By Bryan Rich
February 8, 2017, 4:00pm EST Invest Alongside Billionaires For $297/Qtr
We’ve talked about the drift (now slide) lower in interest rates over the past couple of days. This is a big deal and something to keep a close eye on. Remember, this move lower comes in the face of a strong jobs number on Friday. Following that number, the yield on the 10-year traded up to 2.50%. Today we’re looking at 2.35% (low of 2.32%).
In contrast to this move in rates, stocks are sitting on record highs, if not making new record highs. Oil has been stable in a $50-$55 range. The dollar isn’t doing much. Implied volatility on the stock market is dead. And commodities are relatively quiet, except for gold.
On that note, yesterday we looked at the tight correlation of the inverse price of gold and yields since the election (i.e. gold goes up, yields go down). And in recent weeks, yields have been lagging the strength in gold, making the case for even lower yields to come.
We looked at the below trendline on the 10-year yesterday that was testing… that gave way today.
This move lower in yields puts both the Trump administration and the Fed in a much more comfortable spot.
A continued rise in market interest rates would force the Fed to be more aggressive, both of which would work against fiscal stimulus, dulling the contribution to growth, if not neutralizing it all together. Higher rates would slow the housing market and slow spending, especially in a fragile economy. Among the things to be worried about, higher rates, too soon, could be the biggest (bigger than protectionism, European elections…)
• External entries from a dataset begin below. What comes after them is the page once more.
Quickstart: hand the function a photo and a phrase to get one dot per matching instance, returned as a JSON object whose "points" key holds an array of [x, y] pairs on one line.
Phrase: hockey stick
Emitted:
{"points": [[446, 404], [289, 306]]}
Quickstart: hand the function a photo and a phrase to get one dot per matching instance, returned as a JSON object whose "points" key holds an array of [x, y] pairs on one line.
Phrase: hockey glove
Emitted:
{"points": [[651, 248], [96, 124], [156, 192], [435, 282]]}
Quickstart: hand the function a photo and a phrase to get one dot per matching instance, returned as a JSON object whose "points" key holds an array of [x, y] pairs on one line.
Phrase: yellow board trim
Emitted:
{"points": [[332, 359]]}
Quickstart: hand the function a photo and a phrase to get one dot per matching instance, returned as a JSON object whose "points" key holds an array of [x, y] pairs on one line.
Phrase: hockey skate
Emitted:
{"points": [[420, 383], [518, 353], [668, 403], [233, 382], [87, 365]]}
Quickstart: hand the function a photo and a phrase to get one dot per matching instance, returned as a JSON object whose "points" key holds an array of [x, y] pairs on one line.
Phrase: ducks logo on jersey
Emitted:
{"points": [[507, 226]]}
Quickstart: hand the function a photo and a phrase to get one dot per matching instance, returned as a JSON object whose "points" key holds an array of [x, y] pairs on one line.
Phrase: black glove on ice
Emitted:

President Trump was said to be asking for advice on the administration’s view on the dollar overnight. I suspect the upcoming meeting with Japan’s Prime Minister (and co.) had something (a lot) to do with it. This is precisely what we’ve been talking about. The dollar and the yen are squarely in the crosshairs for this face-to-face meeting. But Trump may learn from the meeting that he would far prefer a stronger dollar and weaker yen, than a 4-4.5% ten year yield by the end of the year.
As I’ve said, Japan’s QE policies, which weaken the yen, also offer an anchor to U.S. interest rates, keeping them in check. I suspect the softening of U.S. yields, as all other markets are quiet, may have something to do with Chinese money leaving China (as we discussed yesterday). But it also may be influenced by Japan, finding the best, safest parking place for freshly printed money (i.e. buying U.S. Treasuries, which pushed down U.S. rates) – and showing that benefits of that influence to the new President.